First and foremost, this research paper did not significantly add to the body of knowledge in the treatment of TMD. A literature search by anyone with a cursory knowledge of science would reveal that there are no effective CAM treatments for TMD beyond placebo, and to compare an unproven, unscientific chiropractic treatment modality to other forms of treatment diminishes the scientific status of a prestigious journal such as JADA. As an ADA member, I am angry and embarrassed that they would even consider publishing such nonsense, as any science based clinician could have predicted the outcome before it started. As the saying goes: “What do you call alternative medicine that works? Medicine.” Why is the ADA wasting its time and money on voodoo?

It diminishes the dental profession when its Association embraces (or at least turns a blind eye to) CAM. Proponents of CAM, including chiropractors, naturopaths, acupuncturists, and others, have been fighting for legitimacy for decades. Universities will not allow schools of chiropractic to be associated with them because of conspiracy by physicians the lack of scientific and biologic plausibility, unscientific magical “innate intelligence” beliefs, and unproven claims and techniques. By cooperating on a study with University of Iowa College of Dentistry dentists, the chiropractors have hitched their woowagon onto a legitimizing horse, and being blessed by the ADA adds undeserved scientific street cred to pseudo-scientific treatments.

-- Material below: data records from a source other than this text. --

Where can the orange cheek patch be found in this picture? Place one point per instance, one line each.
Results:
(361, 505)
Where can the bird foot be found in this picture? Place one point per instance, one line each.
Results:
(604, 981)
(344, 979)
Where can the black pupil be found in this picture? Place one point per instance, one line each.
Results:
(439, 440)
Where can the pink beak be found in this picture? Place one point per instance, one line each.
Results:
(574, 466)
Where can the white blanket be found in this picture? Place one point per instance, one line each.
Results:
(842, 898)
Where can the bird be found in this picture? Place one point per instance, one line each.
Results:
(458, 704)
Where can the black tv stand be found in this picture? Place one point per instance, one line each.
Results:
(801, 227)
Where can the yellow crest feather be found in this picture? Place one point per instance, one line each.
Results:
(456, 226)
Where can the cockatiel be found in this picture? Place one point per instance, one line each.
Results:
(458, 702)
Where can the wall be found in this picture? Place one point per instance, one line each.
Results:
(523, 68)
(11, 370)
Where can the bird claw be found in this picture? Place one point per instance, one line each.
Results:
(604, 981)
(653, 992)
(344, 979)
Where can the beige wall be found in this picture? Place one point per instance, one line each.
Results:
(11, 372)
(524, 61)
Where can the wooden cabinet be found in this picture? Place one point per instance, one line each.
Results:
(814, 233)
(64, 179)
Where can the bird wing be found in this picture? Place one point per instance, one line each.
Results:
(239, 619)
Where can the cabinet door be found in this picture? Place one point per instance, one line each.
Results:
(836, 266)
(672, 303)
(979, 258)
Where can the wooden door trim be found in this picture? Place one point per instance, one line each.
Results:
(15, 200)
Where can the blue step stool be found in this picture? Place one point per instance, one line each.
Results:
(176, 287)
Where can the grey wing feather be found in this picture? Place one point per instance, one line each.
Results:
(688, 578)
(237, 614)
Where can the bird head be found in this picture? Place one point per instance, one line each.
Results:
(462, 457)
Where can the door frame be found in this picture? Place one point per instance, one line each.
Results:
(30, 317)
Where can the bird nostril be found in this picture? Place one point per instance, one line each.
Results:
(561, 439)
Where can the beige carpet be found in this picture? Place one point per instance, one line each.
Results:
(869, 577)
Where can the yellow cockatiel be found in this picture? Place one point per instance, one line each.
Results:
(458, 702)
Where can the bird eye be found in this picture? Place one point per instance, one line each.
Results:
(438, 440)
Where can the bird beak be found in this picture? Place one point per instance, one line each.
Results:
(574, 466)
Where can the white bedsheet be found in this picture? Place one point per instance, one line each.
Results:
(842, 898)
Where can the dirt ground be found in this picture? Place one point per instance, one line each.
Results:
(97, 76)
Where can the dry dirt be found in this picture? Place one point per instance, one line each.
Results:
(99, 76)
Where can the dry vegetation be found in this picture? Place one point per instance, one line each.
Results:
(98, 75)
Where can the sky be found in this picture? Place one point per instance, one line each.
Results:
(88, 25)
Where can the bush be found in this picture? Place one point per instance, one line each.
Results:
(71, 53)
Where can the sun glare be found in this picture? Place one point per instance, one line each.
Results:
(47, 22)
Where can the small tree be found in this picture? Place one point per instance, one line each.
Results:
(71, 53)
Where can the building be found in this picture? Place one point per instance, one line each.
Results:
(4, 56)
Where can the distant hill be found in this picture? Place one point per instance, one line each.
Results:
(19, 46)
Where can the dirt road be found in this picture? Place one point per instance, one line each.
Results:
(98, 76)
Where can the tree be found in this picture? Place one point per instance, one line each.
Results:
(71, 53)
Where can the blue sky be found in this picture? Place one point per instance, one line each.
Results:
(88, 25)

The JADA editors should have rejected this article out of hand.

Final Thoughts

Why should I care if a bunch of people who think tapping on a person’s bones will move them and make them all better do a study about TMD? Why don’t I leave well enough alone? Why aren’t I more open-minded?

Here’s why.

Not only was this a colossal waste of time- by the authors themselves, the participants, the JADA reviewers and editors, the readership of the JADA who had to read through this drivel, and by people like me who waste time stewing and writing about it – but it was a waste of financial resources. As stated at the first of this post, this study was funded by the NCCAM, the woo factory of the NIH that has poured billions of dollars of taxpayer money over the past ten years or so to fund CAM research. An accounting of the NCCAM has shown that since its founding there have been NO significant medical findings to come out of it. Zip. Zilch. They throw money at worthless research projects, money that could be better used funding legitimate research.

It is a common tactic in alternative medicine research to pull the “More Research is Needed” Gambit when their pet treatments are shown to be ineffective. This is no different. Earlier research (here and here) by some of the same authors going back to 2003 also stated that “more research is needed.” So this paper is more research, and what did they conclude? That is was a good way to do research, so now they’re ready to do more research. I call this fractal research, and in this case, Benoit B. Mandelbrot would indeed be proud.

When CAM research is published in respected scientific journals- The Lancet, JAMA, JADA, etc.- the studies are exposed to a wide audience and are archived for future reference. In this paper, even though it was presented as a proof of concept paper, it will be used by future woopeople as evidence for the effectiveness of AMCT. The language used in the title, as well as the wording in the article itself, was ambiguous enough as to throw up a smokescreen to its “real” intent. When down the road some alternative practitioner wants to shore up the credibility of his/her treatment or theory, he/she could likely cite this article as a reference, which on its face (if one only reads the title or abstract) appears to legitimize and confirm Activator therapy. Unless one dives into the primary research (which is almost never), no one would be the wiser.

Shame on the JADA. Shame on them for publishing such scientific pabulum. Shame on them for condoning unproven, unscientific treatments. And shame on them for contaminating the already confusing TMD literature with confusing and irrelevant material. I expect better from them.